На помосте под старым карагачем уже сидели посетители. Ели жаренную на углях баранину да вели неспешную беседу.

Оглядев собравшихся, Иса обернулся к Олегу Иванычу и кивнул в дальний угол.

Там, в отбрасываемой карагачем тени, на толстом ворсистом ковре сидели двое: хромоногий тощий старик в небольшой чалме и скромном затрапезном халате — хозяин постоялого двора Эйюб — и плотный изысканно одетый мужчина средних лет в шелковом тюрбане, с крашенной охрой бородой. Как догадался Олег Иваныч, это и был сирийский купец Китаб ибн-Хасан.

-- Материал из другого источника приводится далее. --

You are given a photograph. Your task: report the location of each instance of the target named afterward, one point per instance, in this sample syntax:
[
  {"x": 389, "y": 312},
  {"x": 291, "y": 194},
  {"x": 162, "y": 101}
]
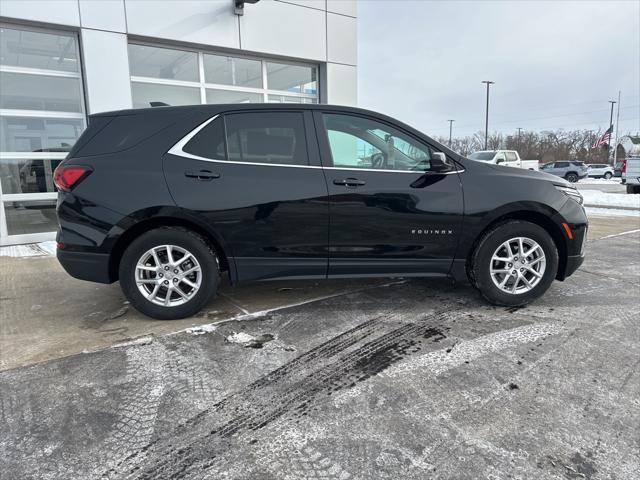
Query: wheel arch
[
  {"x": 536, "y": 217},
  {"x": 133, "y": 229}
]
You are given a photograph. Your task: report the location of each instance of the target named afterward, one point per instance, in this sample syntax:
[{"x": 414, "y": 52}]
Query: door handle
[
  {"x": 349, "y": 182},
  {"x": 204, "y": 175}
]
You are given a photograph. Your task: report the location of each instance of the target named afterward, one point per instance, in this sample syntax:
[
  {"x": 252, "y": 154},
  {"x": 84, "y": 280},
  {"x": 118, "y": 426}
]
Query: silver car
[{"x": 570, "y": 170}]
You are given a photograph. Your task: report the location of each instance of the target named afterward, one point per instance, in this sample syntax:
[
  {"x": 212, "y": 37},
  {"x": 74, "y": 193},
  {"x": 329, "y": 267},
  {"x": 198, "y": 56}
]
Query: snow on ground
[
  {"x": 611, "y": 212},
  {"x": 41, "y": 249},
  {"x": 605, "y": 199}
]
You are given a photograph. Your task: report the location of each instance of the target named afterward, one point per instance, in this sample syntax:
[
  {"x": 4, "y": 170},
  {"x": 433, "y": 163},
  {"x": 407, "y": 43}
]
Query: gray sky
[{"x": 555, "y": 64}]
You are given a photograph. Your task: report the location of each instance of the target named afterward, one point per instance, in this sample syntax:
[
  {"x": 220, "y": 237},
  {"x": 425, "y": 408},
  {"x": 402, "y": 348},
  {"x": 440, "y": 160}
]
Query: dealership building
[{"x": 63, "y": 60}]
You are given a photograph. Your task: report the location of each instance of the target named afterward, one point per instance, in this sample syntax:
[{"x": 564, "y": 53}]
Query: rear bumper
[{"x": 93, "y": 267}]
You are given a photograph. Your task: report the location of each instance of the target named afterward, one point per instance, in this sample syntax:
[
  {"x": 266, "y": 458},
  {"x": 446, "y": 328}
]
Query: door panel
[
  {"x": 274, "y": 214},
  {"x": 384, "y": 218}
]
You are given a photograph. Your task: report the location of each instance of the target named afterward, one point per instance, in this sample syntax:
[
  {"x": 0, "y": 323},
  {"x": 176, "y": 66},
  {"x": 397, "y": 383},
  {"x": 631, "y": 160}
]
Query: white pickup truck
[
  {"x": 631, "y": 174},
  {"x": 508, "y": 158}
]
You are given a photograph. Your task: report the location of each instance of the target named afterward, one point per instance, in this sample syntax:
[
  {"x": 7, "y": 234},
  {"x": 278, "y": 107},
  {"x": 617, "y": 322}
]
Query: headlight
[{"x": 571, "y": 193}]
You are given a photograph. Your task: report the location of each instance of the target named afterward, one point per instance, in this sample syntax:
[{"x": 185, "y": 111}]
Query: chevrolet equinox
[{"x": 166, "y": 199}]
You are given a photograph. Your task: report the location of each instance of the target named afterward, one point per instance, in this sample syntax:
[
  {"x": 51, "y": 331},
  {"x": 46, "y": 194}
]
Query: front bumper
[
  {"x": 573, "y": 263},
  {"x": 93, "y": 267}
]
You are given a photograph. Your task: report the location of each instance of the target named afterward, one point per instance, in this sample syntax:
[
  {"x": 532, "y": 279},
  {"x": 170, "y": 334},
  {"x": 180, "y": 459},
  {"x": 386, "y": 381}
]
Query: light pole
[
  {"x": 519, "y": 130},
  {"x": 486, "y": 122},
  {"x": 612, "y": 102}
]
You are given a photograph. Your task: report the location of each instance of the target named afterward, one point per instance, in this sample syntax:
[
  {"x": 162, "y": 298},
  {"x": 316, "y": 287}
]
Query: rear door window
[
  {"x": 275, "y": 138},
  {"x": 209, "y": 142}
]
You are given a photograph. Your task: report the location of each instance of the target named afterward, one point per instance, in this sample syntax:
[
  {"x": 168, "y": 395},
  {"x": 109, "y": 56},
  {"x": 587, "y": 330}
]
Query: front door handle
[
  {"x": 204, "y": 175},
  {"x": 349, "y": 182}
]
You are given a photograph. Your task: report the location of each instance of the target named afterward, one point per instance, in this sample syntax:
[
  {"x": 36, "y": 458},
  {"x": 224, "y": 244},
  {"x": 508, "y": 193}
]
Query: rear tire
[
  {"x": 571, "y": 177},
  {"x": 543, "y": 259},
  {"x": 169, "y": 273}
]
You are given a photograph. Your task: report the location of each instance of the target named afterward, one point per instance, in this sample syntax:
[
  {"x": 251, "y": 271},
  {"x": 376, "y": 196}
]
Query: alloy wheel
[
  {"x": 168, "y": 275},
  {"x": 518, "y": 265}
]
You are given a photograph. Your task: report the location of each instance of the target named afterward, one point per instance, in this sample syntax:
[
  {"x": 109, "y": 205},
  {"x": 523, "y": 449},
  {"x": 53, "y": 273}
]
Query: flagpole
[{"x": 615, "y": 145}]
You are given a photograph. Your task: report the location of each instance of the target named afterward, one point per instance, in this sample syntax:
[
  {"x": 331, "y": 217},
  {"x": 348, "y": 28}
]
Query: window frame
[
  {"x": 203, "y": 85},
  {"x": 5, "y": 237},
  {"x": 325, "y": 146},
  {"x": 313, "y": 160}
]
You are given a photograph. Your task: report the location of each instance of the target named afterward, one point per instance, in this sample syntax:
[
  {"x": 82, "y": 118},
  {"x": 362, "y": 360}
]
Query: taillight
[{"x": 66, "y": 176}]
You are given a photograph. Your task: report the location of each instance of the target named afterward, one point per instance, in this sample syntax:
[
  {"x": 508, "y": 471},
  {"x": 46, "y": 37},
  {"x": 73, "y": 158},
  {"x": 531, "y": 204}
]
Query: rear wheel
[
  {"x": 571, "y": 177},
  {"x": 514, "y": 263},
  {"x": 169, "y": 273}
]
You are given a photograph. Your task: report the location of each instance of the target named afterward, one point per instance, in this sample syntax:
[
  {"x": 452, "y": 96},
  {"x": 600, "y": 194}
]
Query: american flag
[{"x": 605, "y": 138}]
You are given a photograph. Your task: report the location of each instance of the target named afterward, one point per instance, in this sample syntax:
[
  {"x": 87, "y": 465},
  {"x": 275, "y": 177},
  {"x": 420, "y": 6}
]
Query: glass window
[
  {"x": 292, "y": 78},
  {"x": 40, "y": 92},
  {"x": 32, "y": 134},
  {"x": 143, "y": 94},
  {"x": 358, "y": 142},
  {"x": 145, "y": 61},
  {"x": 232, "y": 71},
  {"x": 209, "y": 142},
  {"x": 269, "y": 137},
  {"x": 30, "y": 49},
  {"x": 33, "y": 216},
  {"x": 227, "y": 96},
  {"x": 27, "y": 176}
]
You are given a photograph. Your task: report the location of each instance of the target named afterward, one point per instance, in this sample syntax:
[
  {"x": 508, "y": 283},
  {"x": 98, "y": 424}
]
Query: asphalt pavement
[{"x": 403, "y": 379}]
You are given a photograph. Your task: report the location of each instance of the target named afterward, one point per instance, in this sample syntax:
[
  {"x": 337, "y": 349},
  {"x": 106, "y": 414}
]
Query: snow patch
[
  {"x": 202, "y": 329},
  {"x": 605, "y": 199},
  {"x": 240, "y": 337},
  {"x": 611, "y": 212},
  {"x": 42, "y": 249}
]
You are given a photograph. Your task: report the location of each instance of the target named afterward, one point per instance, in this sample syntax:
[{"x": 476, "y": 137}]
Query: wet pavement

Увидев Ису, он поднялся на ноги и поклонился. Затем оба обнялись.

— Это мои друзья, — представил Иса спутников и попросил Эйюба на славу угостить женщину.

Поклонившись гостям, хромой жестом пригласил Флавию следовать за собой.

Олег Иваныч ободрил взглядом. Иди, мол, не бойся.

Офицеры с «Тимбана» подошли к заведению хромого Эйюба с черного хода. Знали — для тех, кто приходит просто посидеть, покушать да обсудить дела, — для таких существует терраса, помост под старым карагачем. Для других же, имеющих к заведению Эйюба совсем другой интерес, внутри дома имелась тайная зала. Входили с нее с черного хода, хотя имелся и другой, с женской половины.

Тунисцы по одному скрылись в узкой калитке. Лишь Керим задержался, обежал вокруг дома. Осмотрел тех, кто ужинал под карагачем. Кажется, вон того юношу в углу он, Керим, встречал как-то в одном из злачных мест Туниса. Уж больно лицо приметное. Да и глаза. Желтоватые! Он или нет? Но тогда где-то рядом должна быть и девка. Сколько за них обещал Джафар? Три золотые монеты? Маловато. Ладно, потом посмотрим.

Керим обошел забор и, постучав, юркнул в неприметную дверцу. В клубах желтоватого наркотического дыма он сразу заметил своих. Впрочем, кроме тунисцев, тут больше никого и не было. Может, еще рано, а может, жители Бизерты отличались на редкость скромным нравом.

Керим, помня наказ Джафара, подсел ближе к Маруфу. Где-то на женской половине дома грустно играла флейта. Ей вторили лютня и бубенцы. Офицеры «Тимбана» пили вино из больших глиняных чашек и ждали женщин. Керим бы тоже выпил, но, в силу молодости, пока остерегался — боялся гнева Аллаха. Приложился к позолоченному мундштуку кальяна.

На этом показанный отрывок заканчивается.